I turned back to my brother, who still stood, doing nothing, watching the scene unfold with his indifference. In an effort to fight the tears I became angry at him. I grabbed his shirt and shook him hard, shouting at him as I did so.
"This is all your fault! You saw her escaping, but you just let her go! You didn't even try to stop her!"
He shrugged, ignoring my aggressive treatment, and he spoke calmly, "she wanted to be free. That's all she ever wanted."
I didn't care, I was angry. I shook him hard again, shoved him backward. As he moved away from me, I suddenly felt isolated and alone. My legs buckled and I fell to the ground in a torrent of tears, having lost something I truly loved. Something I would never see again and never be able to explain my feelings to even if I did. I must have only just hit the floor when I felt myself being hoisted up and shoved into the house. It was my mother, and she was far less than happy. She told me to get a hold of myself, that I was embarrassing us all when we had guests. What was wrong with me anyway.
I wailed like a banshee, "Honey's gone, mum. William did it! He watched her leave, and he did nothing!"
She made a noise of impatience and stared at me like I was mentally ill. Then she proceeded to admonish me, "don't be so fucking stupid. William is gone. You know that, and you know better than to bring it up. And Honey is fine! Are you on drugs?"
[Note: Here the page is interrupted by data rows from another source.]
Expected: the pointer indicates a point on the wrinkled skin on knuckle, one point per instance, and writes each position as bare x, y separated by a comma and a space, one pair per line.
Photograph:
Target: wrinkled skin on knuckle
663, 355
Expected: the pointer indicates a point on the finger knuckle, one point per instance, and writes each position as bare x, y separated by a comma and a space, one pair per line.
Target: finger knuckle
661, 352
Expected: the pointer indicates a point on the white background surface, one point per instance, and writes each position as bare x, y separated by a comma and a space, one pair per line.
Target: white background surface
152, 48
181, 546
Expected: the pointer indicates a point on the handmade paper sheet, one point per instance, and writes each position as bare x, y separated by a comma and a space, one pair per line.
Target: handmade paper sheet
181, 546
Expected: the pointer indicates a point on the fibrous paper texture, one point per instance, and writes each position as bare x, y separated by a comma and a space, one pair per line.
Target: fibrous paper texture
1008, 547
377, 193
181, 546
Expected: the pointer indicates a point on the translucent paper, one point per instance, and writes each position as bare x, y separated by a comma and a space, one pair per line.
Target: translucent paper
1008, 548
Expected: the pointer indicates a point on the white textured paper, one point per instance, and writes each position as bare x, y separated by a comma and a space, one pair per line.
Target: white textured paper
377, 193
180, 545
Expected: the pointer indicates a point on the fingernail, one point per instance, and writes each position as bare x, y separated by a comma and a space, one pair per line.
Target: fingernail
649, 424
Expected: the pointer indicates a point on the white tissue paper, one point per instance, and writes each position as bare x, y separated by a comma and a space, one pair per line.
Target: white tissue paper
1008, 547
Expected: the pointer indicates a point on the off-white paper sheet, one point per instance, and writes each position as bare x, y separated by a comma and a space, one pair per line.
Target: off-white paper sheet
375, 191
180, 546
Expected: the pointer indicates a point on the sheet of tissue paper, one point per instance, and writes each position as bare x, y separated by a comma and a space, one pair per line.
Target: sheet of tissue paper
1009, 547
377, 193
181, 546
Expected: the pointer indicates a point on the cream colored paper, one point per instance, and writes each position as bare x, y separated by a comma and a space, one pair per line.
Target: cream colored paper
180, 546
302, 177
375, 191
She didn't even wait for an answer, she pushed past me and back out into the garden, hostess mask engaged. My tears had stopped almost as suddenly as they had started, I had no more urge to cry. I followed her back out into the garden and looked over to see that my mum was right, Honey was sat in her hutch, contentedly chewing on a piece of lettuce.
My brother was indeed nowhere in sight. And he hadn't been for at least three years when he left us. They never had been able to help him with his problems, and eventually he reached statutory age where decisions were up to him. We lost contact and never heard from him again. I don't know what was wrong with me on that day, that I saw my brother in front of me as clear as any of the other guests at the barbecue; but I know that I miss him every day.
I also know that he probably wouldn't understand that even if I could somehow tell him.